As an aficionado of so-called "slow cinema", I'm particularly amused by and grateful for NZFF's new 'In Praise of Slow Cinema' section. It's probably the section most geared towards hardcore-arthouse-with-a-capital-A cinephiles, patient viewers who worship the films of Bela Tarr or Andrei Tarkovsky, and don't mind long, long takes and languorous, lulling pacing. With that in mind, I trotted along to Phillipe Grandrieux's A Lake expecting an austere, beautifully hypnotic entry in the slow cinema canon, and it more than delivered that vibe.

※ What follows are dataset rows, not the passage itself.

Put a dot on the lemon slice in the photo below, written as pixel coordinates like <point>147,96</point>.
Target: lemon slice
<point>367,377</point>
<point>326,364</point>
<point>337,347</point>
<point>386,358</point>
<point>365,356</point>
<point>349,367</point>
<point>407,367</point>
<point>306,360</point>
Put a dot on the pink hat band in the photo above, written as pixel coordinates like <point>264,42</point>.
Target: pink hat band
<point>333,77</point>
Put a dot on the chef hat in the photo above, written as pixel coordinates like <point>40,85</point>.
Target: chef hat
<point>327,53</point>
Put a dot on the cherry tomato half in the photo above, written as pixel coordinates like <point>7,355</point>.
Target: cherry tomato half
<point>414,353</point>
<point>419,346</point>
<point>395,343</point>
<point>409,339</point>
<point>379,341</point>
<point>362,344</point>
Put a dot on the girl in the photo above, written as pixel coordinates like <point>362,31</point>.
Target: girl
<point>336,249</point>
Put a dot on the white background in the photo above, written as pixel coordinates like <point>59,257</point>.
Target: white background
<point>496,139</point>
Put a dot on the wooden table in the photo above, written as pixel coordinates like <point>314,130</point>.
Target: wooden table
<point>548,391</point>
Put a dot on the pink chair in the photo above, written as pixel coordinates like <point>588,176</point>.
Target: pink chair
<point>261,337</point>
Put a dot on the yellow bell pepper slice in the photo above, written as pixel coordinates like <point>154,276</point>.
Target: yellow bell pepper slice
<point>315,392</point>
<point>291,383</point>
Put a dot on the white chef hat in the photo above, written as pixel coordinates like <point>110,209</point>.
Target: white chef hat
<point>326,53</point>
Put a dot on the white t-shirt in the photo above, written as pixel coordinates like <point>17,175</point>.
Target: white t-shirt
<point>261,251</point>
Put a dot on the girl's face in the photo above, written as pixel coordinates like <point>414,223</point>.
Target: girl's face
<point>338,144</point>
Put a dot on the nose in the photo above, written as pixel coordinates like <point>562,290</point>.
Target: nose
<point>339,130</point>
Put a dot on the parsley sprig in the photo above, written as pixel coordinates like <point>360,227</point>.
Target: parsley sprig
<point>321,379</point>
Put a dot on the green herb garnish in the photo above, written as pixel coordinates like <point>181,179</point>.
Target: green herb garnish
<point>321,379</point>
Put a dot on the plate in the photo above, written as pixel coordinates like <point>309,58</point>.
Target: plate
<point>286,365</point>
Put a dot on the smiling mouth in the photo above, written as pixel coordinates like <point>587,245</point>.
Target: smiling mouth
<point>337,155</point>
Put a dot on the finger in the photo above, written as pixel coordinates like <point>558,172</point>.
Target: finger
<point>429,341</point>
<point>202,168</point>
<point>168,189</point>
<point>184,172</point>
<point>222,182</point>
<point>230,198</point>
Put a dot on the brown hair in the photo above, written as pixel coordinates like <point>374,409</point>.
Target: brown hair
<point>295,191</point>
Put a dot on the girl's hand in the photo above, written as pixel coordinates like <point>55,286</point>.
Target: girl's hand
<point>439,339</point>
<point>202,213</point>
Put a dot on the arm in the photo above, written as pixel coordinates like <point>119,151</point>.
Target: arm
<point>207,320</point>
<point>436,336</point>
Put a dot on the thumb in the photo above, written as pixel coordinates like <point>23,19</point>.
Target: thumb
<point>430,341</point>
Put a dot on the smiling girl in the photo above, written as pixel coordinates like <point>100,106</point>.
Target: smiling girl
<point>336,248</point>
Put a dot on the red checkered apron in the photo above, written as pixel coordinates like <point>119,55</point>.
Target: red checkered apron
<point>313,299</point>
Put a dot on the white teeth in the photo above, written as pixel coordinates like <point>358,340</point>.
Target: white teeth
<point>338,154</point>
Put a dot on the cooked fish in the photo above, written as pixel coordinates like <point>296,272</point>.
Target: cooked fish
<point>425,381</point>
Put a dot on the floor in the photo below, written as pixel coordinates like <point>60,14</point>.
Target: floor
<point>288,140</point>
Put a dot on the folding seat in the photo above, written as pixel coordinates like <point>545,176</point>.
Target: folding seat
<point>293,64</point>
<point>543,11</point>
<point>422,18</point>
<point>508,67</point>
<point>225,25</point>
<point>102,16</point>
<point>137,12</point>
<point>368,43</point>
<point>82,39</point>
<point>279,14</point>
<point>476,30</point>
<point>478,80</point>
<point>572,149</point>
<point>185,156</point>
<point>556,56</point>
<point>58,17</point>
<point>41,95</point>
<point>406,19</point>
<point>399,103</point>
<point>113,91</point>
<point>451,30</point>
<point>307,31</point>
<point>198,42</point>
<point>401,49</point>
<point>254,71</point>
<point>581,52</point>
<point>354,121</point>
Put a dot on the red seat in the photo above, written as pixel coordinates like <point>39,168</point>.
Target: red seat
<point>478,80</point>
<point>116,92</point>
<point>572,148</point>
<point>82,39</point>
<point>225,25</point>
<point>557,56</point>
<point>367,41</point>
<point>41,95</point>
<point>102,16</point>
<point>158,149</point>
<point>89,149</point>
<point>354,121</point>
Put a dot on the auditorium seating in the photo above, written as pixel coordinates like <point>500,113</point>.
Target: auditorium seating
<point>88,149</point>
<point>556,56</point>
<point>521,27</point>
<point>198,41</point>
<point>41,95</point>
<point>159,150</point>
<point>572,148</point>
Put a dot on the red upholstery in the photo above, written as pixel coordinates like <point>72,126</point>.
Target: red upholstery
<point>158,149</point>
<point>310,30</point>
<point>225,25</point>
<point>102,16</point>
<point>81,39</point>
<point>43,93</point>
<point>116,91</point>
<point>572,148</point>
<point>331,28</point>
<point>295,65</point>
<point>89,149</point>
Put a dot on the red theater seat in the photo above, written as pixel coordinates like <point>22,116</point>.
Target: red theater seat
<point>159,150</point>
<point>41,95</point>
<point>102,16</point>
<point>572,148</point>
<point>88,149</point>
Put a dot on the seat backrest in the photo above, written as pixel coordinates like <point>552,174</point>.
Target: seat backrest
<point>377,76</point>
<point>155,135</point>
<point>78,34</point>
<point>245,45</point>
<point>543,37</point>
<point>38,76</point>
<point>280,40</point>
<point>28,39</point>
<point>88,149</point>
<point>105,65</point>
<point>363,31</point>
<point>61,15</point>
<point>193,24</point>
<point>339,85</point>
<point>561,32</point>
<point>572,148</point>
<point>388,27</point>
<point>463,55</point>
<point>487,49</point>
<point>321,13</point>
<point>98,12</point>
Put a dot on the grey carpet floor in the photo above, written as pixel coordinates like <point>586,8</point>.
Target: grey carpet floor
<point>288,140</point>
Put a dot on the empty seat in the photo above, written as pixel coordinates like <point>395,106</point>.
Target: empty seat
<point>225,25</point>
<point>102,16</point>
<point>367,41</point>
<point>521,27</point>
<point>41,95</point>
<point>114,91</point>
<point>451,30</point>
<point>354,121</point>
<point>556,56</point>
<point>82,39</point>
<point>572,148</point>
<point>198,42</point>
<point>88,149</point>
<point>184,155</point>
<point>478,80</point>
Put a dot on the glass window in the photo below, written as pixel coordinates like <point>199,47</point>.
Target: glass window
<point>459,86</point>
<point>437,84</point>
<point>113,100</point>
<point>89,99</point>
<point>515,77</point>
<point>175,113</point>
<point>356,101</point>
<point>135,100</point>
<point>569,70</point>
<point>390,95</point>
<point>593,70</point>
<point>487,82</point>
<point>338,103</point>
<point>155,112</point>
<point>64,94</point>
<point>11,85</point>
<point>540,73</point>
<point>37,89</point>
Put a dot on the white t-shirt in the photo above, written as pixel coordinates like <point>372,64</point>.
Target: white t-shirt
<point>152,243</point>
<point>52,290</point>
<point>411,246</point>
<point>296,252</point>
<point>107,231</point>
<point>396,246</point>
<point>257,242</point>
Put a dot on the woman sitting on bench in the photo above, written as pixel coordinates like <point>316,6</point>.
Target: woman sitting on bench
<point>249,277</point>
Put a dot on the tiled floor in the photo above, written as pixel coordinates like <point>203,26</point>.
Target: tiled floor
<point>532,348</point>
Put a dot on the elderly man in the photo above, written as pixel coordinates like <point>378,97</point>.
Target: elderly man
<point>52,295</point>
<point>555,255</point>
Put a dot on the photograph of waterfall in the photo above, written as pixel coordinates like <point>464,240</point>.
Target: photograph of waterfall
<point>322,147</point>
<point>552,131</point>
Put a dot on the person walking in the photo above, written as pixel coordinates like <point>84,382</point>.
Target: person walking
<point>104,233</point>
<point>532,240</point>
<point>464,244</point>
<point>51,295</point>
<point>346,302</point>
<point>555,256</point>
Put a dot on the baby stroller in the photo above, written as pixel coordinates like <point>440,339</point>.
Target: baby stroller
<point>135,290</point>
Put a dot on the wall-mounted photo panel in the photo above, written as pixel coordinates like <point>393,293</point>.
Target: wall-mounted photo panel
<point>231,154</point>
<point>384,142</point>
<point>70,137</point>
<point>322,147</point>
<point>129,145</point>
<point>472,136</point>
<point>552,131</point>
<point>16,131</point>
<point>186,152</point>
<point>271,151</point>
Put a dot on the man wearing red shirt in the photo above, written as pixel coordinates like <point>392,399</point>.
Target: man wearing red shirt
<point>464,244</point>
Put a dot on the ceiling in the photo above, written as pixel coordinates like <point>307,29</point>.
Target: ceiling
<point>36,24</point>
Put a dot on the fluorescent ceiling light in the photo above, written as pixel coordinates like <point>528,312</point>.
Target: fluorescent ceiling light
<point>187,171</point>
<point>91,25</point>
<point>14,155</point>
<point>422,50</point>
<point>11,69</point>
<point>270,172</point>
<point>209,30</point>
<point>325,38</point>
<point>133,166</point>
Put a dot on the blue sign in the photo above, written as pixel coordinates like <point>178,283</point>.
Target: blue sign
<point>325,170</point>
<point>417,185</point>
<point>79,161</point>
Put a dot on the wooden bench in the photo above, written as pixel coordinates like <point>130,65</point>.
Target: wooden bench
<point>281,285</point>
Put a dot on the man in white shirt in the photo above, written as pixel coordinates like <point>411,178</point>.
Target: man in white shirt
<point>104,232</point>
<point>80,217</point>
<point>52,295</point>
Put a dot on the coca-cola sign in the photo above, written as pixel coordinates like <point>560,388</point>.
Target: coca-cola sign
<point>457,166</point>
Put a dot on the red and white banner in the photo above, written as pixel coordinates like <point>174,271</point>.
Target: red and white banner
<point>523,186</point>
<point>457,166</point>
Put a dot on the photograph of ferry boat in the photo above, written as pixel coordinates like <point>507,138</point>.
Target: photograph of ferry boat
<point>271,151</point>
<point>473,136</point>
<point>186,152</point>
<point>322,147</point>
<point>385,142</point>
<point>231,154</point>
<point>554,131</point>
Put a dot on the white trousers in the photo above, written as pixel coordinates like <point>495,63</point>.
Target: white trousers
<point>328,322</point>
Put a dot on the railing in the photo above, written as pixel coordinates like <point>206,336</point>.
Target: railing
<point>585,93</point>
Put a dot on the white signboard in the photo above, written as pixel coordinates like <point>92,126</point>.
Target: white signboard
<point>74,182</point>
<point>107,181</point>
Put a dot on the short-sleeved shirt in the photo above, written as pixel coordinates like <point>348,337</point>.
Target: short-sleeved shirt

It's a minimally plotted (so minimal, that I hesitate to even use the word 'plotted') tale set in some undefined snowy, woodsy landscape and centering on a handful of characters whose motivations and dynamics are deliberately obscure. There's a little cottage, an epileptic young man named Alexi, his sister, his mum, and then there's the arrival of a stranger, then later the father. Dialogue is sparse, elliptical, rarely revealing much about what's going on. But from the very first shot - the camera shuddering with each breath of Alexi cutting down a tree - it's clear Grandrieux's out to express his vision and ideas solely through means of subjective, experimental audio-visual textures, not standard narrative storytelling.
Two people walked out during the screening I attended, so if you don't know what you're in for, there's a high chance it'll be one of the most painfully boring movie you'll ever see. But If you need something to zone out to at the fest, this hermetic, chilly, intense and deeply atmospeheric work will certainly do the trick.